When we think of attachment in regards to parenting, we typically think of babies, but children don’t outgrow the need for secure attachment by toddlerhood. Whether your child is 2 weeks, 2 years, or 12 years old, feeling securely attached to you will help her have a better emotional life and a positive self-concept.
Secure attachments are formed by being lovingly responsive to your child’s needs. Below are my tips for developing a secure attachment based from my book Positive Parenting: An Essential Guide.
- Respond promptly and lovingly to cries and emotional upsets. Parents often do this naturally for babies but are more hesitant to do so with a toddler or teen. You might want to tell them to “toughen up” or that it’s “not a big deal,” and you may be even be tempted to ignore their cries or tantrums because you don’t want to reinforce such behavior. However, big emotions are not bad behavior; they are just part of the human experience, and while it is important to teach children to handle them appropriately, it is also crucial to our bond that we continue to respond lovingly.
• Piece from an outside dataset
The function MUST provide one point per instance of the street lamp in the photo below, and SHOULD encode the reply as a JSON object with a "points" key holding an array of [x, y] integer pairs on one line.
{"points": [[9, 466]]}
The bond is jeopardized when we ignore or minimize how our children feel.
- Understand your child’s cues for food, rest, play, and comfort, and attend to them accordingly. Learning our baby’s cues is a stepping stone to understanding the more complex needs of a toddler, preschooler, and beyond. Learning to read cues involves getting to know and understand our child’s personality, likes and dislikes, tendencies, love language, facial expressions, and more. In fact, understanding cues helps tremendously when they move beyond the baby years as we assess the need behind the behavior. A toddler’s tantrum may be a cue for rest or down-time. A preschooler’s aggression may be a cue for connection or comfort. A teen’s withdrawal may be a cue of stress or overwhelm. By learning to understand our child’s cues, we are able to provide them with what they need but cannot or will not ask for.
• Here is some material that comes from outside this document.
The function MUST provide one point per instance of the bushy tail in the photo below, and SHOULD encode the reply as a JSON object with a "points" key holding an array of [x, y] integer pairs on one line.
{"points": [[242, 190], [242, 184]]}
- Give full, focused attention without distractions. Be present in the moment. Too many conversations these days take place while someone is staring into a device, but it’s not only our smartphones and gadgets that pull us away. How often do you half-listen to your child as you continue to do your mountain-sized list of chores or while your mind wanders elsewhere? Nothing communicates you matter to me quite like full, focused attention. You matter more than my Facebook feed, more than this pile of laundry, more than that Netflix show I want to watch as soon as you’re finally in bed! Make a point to give each child your full presence and attention for some time each day, and watch your bond grow.
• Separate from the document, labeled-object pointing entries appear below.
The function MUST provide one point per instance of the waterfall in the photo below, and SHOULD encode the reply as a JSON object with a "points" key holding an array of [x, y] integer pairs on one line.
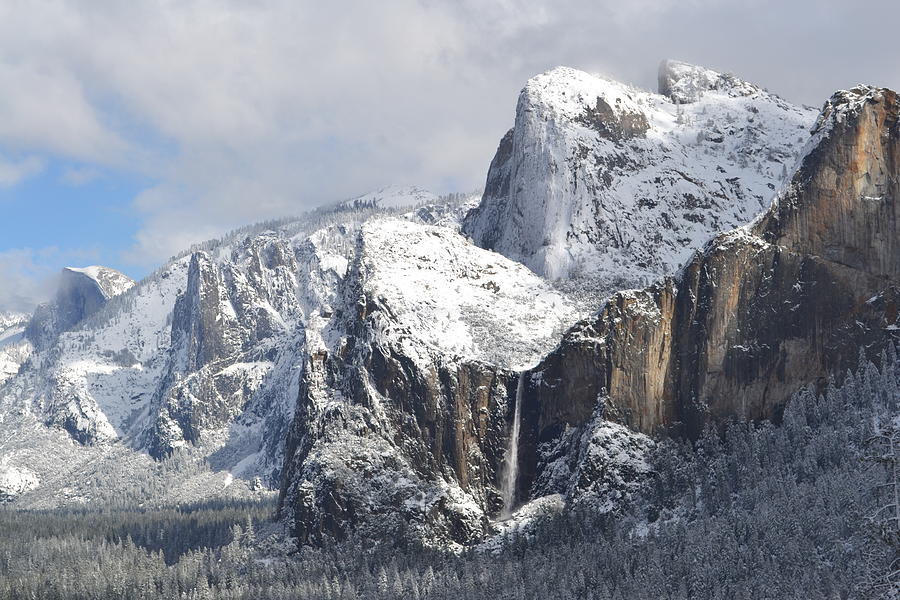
{"points": [[511, 468]]}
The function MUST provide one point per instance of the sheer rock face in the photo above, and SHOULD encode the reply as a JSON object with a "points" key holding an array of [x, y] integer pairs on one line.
{"points": [[760, 311], [404, 405], [600, 179], [224, 329], [79, 294]]}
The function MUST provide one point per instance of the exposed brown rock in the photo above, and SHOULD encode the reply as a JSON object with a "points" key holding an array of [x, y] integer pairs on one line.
{"points": [[760, 311]]}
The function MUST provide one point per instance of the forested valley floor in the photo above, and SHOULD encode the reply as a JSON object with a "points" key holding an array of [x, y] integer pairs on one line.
{"points": [[802, 509]]}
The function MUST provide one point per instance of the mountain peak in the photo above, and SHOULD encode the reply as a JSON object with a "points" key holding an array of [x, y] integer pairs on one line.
{"points": [[111, 282]]}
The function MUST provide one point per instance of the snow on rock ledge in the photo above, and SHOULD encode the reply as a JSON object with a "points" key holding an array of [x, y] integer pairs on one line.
{"points": [[455, 299], [602, 180]]}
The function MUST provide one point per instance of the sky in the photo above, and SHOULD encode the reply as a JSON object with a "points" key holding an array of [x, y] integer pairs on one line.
{"points": [[129, 130]]}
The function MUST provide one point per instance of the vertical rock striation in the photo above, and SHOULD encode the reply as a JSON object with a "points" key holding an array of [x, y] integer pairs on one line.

- Provide lots of positive attention – talking, laughing, play, and cuddles. A good chunk of the time we spend with children is in giving negative attention such as correction or directives. “Don’t do that.” “You have 5 more minutes.” “Get ready for bed.” “Do your homework.” “Clean your room.” These things are necessary, of course, but let’s make sure we give them a good chunk of positive attention or else they will draw away from us. I recently heard Betty White say in an interview that she loved being in her parents’ company more than her friends’ because they were often laughing and having a good time. It’s where she got her sense of humor! To build strong and secure bonds, make sure you enjoy your children’s company and that they enjoy yours.